URI for "material entity" in BFO:
http://purl.obolibrary.org/obo/BFO_0000040

... which could be abbreviated in a semantic key as:
bfo:BFO_0000040

Note that other Ontologies use prefixes with additional characters.
e.g. for RDF:
http://www.w3.org/1999/02/22-rdf-syntax-ns#

In summary, users should be able to declare the list of vocabularies and their unique prefixes, for a dataset. Then, use prefixes with terms from a particular vocabulary while capturing metadata semantic on specific Tiles and objects.

Activity

javagl

javagl commented on Jun 10, 2025

@javagl
Contributor

This request seems to refer to a use case where I'll have to read more about the links and context, to better understand some domain-specific aspects. But in a broader sense, this seems to be related to #643 .

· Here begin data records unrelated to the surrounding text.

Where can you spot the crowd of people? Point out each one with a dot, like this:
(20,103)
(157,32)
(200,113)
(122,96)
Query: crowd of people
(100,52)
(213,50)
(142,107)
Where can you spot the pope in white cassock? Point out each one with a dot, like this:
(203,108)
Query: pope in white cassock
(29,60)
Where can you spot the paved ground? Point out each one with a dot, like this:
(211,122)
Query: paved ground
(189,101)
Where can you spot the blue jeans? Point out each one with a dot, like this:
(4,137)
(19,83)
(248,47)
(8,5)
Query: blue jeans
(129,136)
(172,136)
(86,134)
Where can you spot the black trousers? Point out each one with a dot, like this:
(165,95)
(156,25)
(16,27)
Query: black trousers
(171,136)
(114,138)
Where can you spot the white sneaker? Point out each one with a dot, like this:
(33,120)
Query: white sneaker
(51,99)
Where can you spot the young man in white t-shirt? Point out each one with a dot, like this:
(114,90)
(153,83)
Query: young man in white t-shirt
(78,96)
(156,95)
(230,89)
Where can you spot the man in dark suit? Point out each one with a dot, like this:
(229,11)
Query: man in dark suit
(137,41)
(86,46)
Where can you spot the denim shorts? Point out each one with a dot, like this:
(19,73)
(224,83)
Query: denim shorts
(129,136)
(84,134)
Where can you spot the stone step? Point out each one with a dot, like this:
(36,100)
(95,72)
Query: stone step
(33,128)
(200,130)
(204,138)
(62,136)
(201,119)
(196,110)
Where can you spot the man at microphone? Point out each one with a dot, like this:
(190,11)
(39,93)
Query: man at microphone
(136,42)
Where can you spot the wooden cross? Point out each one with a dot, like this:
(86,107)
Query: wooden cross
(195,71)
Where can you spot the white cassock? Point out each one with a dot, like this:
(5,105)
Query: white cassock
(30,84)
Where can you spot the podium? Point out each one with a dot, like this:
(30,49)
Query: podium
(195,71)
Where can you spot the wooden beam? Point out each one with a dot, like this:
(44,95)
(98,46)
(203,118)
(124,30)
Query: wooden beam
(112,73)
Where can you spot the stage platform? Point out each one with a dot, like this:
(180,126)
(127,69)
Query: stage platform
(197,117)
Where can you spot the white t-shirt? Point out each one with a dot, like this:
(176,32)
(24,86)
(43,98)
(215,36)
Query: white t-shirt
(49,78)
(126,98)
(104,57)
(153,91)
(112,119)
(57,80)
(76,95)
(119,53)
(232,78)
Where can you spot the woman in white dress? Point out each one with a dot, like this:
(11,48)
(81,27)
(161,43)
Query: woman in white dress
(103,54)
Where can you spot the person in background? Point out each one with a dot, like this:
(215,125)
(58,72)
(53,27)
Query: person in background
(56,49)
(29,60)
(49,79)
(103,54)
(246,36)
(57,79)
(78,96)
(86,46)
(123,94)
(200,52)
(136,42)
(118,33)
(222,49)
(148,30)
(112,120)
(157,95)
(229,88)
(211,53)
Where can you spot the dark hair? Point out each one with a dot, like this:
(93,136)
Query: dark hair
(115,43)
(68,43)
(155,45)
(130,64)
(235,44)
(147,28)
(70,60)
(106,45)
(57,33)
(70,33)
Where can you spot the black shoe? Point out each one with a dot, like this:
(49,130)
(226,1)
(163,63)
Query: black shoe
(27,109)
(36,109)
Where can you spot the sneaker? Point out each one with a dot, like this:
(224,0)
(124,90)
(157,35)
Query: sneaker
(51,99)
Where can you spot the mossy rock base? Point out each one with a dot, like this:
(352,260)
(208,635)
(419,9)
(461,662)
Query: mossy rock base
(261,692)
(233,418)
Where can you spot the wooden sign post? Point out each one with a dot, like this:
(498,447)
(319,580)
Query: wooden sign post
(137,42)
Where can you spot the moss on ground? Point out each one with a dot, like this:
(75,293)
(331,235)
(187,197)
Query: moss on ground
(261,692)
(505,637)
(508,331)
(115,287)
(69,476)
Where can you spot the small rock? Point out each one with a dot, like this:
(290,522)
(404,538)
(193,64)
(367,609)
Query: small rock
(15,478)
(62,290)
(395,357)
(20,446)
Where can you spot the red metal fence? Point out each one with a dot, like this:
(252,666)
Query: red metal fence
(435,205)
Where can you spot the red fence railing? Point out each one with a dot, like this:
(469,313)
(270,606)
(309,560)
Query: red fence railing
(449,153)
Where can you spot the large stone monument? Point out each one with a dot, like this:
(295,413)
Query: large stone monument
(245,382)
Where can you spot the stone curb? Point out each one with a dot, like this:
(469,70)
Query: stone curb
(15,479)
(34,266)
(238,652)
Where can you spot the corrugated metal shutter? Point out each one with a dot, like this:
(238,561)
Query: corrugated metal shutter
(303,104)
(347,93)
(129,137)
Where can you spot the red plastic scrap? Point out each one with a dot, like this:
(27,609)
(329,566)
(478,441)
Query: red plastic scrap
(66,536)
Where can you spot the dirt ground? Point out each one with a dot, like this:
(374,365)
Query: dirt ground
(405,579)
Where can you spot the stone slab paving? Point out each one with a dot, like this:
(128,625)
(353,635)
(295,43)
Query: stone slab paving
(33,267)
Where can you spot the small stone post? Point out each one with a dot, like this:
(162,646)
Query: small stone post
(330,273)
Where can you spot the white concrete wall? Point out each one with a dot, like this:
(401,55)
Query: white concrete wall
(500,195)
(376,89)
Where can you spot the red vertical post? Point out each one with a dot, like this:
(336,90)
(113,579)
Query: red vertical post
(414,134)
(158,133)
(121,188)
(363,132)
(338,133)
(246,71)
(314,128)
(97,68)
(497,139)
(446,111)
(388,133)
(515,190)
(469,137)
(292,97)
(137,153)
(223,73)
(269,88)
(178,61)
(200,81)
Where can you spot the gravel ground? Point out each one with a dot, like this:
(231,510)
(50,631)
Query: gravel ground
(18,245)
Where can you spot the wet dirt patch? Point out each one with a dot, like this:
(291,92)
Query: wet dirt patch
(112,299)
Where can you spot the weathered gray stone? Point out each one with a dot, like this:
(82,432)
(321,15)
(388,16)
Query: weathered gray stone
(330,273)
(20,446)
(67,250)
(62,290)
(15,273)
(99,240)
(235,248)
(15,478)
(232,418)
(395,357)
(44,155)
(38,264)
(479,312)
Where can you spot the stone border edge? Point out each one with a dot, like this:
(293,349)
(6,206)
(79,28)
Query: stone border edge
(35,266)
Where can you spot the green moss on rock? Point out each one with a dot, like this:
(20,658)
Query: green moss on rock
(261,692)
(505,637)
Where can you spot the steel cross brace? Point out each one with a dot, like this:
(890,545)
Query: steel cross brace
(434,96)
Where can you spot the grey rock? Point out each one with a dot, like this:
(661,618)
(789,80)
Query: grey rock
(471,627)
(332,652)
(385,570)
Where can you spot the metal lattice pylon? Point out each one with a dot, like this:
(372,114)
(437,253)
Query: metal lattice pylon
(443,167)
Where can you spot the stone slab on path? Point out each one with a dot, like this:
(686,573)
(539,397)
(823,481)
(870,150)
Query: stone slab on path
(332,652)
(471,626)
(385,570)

And it is indeed important to disambiguate semantics, on a strict, technical level. If I understood that correctly, then this is what you referred to with the 'vocabulary', and the suggestion to define prefixes for the semantics.

The suggestion in the linked issue may already address some of these goals - namely, to offer an option to define a specific set of semantics for one particular use-case. And I think that it is important to define these semantics in a machine-processable form, and keeping in mind some normative aspects of these definitions (i.e. disambiguation or "namespacing").

The idea there was to define the semantics with a metadata schema. At the first glance, it may seem strange: The metadata schema can contain semantics. And the semantics are supposed to be defined with a metadata schema. But the advantage would be that there already is a clear specification for this, and the information that is contained in a metadata schema is exactly the information that is required for defining semantics.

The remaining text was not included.